Summary of site:
The importance of this site lies in the range of different rock types of the Runabay Head Formation that can be seen here. The rocks form part of the ancient Dalradian Supergroup of metamorphic rocks and belong to the Southern Highland Group, the second half of the period. The Runabay Head Formation is the middle of three formations that comprised the group.
The formation is exposed intermittently along the beach and in the cliffs of the bay where quartz schists and quartz and feldspar-rich gritstones predominate. There are also green metamorphic rocks within the sequence. Unusually, both tourmaline (dark needle-like crystals) and larger, well-formed crystals (porphyroblasts i.e. crystals that grew during metamorphism) of the feldspar, albite, occur in most of these rocks. In one part of the site rocks tilt 30 degrees to the east. In the small bay called Portnahorna some of the best green beds can be seen in the form of dark green hornblende and biotite schists.
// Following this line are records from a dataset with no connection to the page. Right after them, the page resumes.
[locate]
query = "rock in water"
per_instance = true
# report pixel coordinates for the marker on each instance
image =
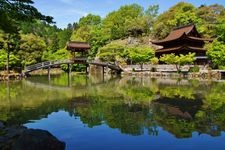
(35, 139)
(1, 125)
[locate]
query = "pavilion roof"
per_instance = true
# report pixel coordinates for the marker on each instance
(178, 48)
(179, 32)
(71, 45)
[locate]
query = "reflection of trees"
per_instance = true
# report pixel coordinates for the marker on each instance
(131, 105)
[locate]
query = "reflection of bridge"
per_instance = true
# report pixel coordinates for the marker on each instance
(80, 89)
(49, 64)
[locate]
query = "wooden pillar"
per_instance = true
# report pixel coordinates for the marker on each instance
(103, 70)
(107, 70)
(49, 74)
(87, 68)
(69, 74)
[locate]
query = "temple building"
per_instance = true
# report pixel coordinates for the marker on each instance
(79, 51)
(183, 40)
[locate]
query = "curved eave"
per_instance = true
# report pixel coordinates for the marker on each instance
(165, 41)
(180, 48)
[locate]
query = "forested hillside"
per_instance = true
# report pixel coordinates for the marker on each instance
(121, 35)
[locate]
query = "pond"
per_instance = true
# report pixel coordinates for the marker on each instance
(88, 112)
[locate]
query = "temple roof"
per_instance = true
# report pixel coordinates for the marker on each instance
(177, 33)
(71, 45)
(180, 48)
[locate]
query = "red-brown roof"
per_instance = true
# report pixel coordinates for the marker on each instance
(77, 45)
(178, 33)
(180, 48)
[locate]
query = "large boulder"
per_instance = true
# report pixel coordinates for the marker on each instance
(2, 125)
(35, 139)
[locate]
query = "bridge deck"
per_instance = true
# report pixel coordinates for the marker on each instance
(47, 64)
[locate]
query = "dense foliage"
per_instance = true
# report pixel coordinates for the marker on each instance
(39, 41)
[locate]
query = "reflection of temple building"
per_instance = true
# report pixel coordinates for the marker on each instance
(183, 40)
(182, 108)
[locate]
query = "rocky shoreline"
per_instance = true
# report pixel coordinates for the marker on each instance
(22, 138)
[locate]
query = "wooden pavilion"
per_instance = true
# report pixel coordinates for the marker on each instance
(183, 40)
(79, 51)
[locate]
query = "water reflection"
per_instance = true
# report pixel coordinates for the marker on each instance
(131, 105)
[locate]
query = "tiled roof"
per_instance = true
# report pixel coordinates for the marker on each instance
(78, 45)
(179, 48)
(177, 33)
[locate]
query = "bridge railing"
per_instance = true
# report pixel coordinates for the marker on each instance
(46, 64)
(67, 61)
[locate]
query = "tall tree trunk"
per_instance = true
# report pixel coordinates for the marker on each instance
(7, 61)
All the rocks seen here were formed around 600 million years ago when the supercontinent of Pangea that extended from the South Pole to the equator was beginning to break up. The rift, passing very near the South Pole (then ice-free), was due to deep convection currents parting under the continent and thinning the crust. This thinning created deep basins close to the coast of the newly separated fragment, another large continent called Laurentia, and they rapidly filled with mainly sandy sediments washed off the barren land into shallow water to form unstable masses that later detached and plunged into the basin depths. The thinning also allowed molten rock to reach the surface where volcanic activity discharged ash and lavas both of which weathered to form new sediments. The green beds could have formed either way. 140 million years later as Laurentia crept north, it collided with an arc of active volcanic islands causing extensive compression and thickening of the sediments resulting in their metamorphism and regional buckling. At least four phases of deformation resulted, one of which created the gigantic Altmore Anticline that extends west into County Tyrone and beyond and east into Scotland. This fold was effectively pushed over to the south and this site is on the inverted southern limb which means that all these rocks are now upside-down.
The quality of access and the range of rocks exposed make this a site of national importance that should be preserved for posterity. Fortunately it is owned by the National Trust which therefore offers access protection. The site is sufficiently robust for hammering to be allowed.